The personal savings rate tells a similar story. In the wake of the crisis it jumped from 3 per cent of incomes to 6 per cent, but has since drifted down again nearer to 4 per cent. Corporate savingall that cash on corporate balance sheets – remains high even as the public sector battles to reduce its deficit.
Labour’s share of national income has stabilised at about 59 per cent of GDP; it was 62 per cent before the recession. Median household incomes are lower than before the recession as inequality rises. Worst of all, private investment remains below even its long-run share of national output, while public investment peaked with the stimulus in 2010 and has been falling ever since.
There are one or two bright spots. The brightest is the rise of shale oil, supporting trade and investment; while new financial regulations should limit the chances of a build-up in credit and thus encourage a higher savings rate. But this is not a balanced economy.

Policy makers cannot prescribe the balance of the economy but there is still much they could do to build the US recovery on firmer foundations. The first and most obvious step is reform of the housing finance agencies Fannie Mae and Freddie Mac. Remarkably, given their role in the crisis, there has been no legal change to reduce the artificial subsidy they put into the mortgage market. The more time passes, the harder that change becomes.

If – or rather when – the current account deficit starts to rise again, Mr Obama should take on any country that manipulates its currency against the dollar. Many emerging markets, including China as it struggles with its own rebalancing, may be tempted in the next couple of years. The US should resist going down that path again.
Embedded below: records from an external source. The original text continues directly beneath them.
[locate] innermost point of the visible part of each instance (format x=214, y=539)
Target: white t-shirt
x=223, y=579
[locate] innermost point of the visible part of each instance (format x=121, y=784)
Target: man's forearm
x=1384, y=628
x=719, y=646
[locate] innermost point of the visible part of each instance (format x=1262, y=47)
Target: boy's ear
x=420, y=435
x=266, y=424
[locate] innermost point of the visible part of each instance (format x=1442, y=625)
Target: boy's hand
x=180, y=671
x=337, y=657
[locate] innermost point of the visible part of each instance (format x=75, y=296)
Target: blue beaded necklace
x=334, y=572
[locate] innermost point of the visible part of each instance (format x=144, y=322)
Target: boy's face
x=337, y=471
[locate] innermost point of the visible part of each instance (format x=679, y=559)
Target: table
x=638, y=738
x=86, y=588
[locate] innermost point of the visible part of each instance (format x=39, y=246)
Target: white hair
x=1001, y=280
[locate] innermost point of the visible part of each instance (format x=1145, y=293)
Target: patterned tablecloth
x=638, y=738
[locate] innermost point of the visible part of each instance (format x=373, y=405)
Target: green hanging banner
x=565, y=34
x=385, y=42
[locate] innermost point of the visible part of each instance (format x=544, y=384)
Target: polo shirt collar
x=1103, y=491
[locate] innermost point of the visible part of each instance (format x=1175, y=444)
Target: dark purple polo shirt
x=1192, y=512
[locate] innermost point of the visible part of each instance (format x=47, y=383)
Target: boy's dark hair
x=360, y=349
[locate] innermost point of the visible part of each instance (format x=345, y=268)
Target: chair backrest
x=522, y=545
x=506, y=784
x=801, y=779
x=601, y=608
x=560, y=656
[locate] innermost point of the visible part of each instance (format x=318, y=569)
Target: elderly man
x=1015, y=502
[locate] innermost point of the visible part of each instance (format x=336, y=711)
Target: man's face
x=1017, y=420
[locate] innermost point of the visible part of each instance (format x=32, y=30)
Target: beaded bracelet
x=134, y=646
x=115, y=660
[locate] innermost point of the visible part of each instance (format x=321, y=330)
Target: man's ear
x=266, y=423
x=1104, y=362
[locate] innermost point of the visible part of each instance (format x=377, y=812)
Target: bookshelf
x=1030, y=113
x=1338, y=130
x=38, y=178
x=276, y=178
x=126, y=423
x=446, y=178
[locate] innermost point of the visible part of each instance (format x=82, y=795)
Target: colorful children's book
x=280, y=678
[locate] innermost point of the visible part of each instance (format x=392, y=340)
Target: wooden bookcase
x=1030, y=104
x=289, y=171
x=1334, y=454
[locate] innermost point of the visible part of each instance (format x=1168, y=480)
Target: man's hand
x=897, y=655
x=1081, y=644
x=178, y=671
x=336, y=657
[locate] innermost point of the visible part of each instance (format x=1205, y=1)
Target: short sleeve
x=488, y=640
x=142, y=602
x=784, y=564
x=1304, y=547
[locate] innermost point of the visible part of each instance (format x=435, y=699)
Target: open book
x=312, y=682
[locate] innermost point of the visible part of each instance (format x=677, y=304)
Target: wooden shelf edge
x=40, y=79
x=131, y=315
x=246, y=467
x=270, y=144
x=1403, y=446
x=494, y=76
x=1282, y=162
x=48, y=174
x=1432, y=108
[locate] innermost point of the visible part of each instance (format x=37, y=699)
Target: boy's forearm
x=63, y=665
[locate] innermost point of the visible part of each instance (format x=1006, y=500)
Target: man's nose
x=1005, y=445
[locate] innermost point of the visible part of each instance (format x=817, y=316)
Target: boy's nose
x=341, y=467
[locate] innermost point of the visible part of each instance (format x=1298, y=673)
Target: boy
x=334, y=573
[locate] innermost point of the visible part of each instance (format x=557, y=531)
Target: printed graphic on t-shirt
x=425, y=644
The most important element of a better balanced economy is investment, both public and private. That means finding a way to stop the macroeconomic insanity of sequestration cuts to investment in scientific research, education and infrastructure. Not only do they leach short-term demand for the economy, they also actively reduce the very things that America needs more of, in return for minimal reduction to the budget deficit.

Republicans in Congress do not seem overly concerned, preferring to use the sequestration as leverage to seek cuts in long-term entitlement spending. Mr Obama will have to decide whether he wants to win a once-in-a-generation political battle about the size of government in the US – which will mean holding out for higher tax revenues even as the public sector falls apart around him – or else look to the short and medium-term health of the economy by cutting a deal that delivers relief from the sequestration.

There are few levers to pull on private investment. The most obvious path to a short-term recovery is a healthier economy; and the best way to promote that is by doing something about the sequestration. Corporate tax reform could boost incentives to invest in the US. It is also worth looking at whether executive pay practices have become a disincentive to investment at public companies.
The balance of an economy seems abstract most of the time so long as it produces growth and jobs – but in the long run it affects the quality of the jobs, the level of growth and the stability of the whole. It would be a tragedy if a shift towards sustainability was not a legacy of the financial crisis for the US economy.

Mr Obama was upbeat in his 2009 speech, and chose not to mention it, but this is what becomes of the house built on sand: “And the rain descended, and the floods came, and the winds blew, and beat upon that house; and it fell: and great was the fall of it.”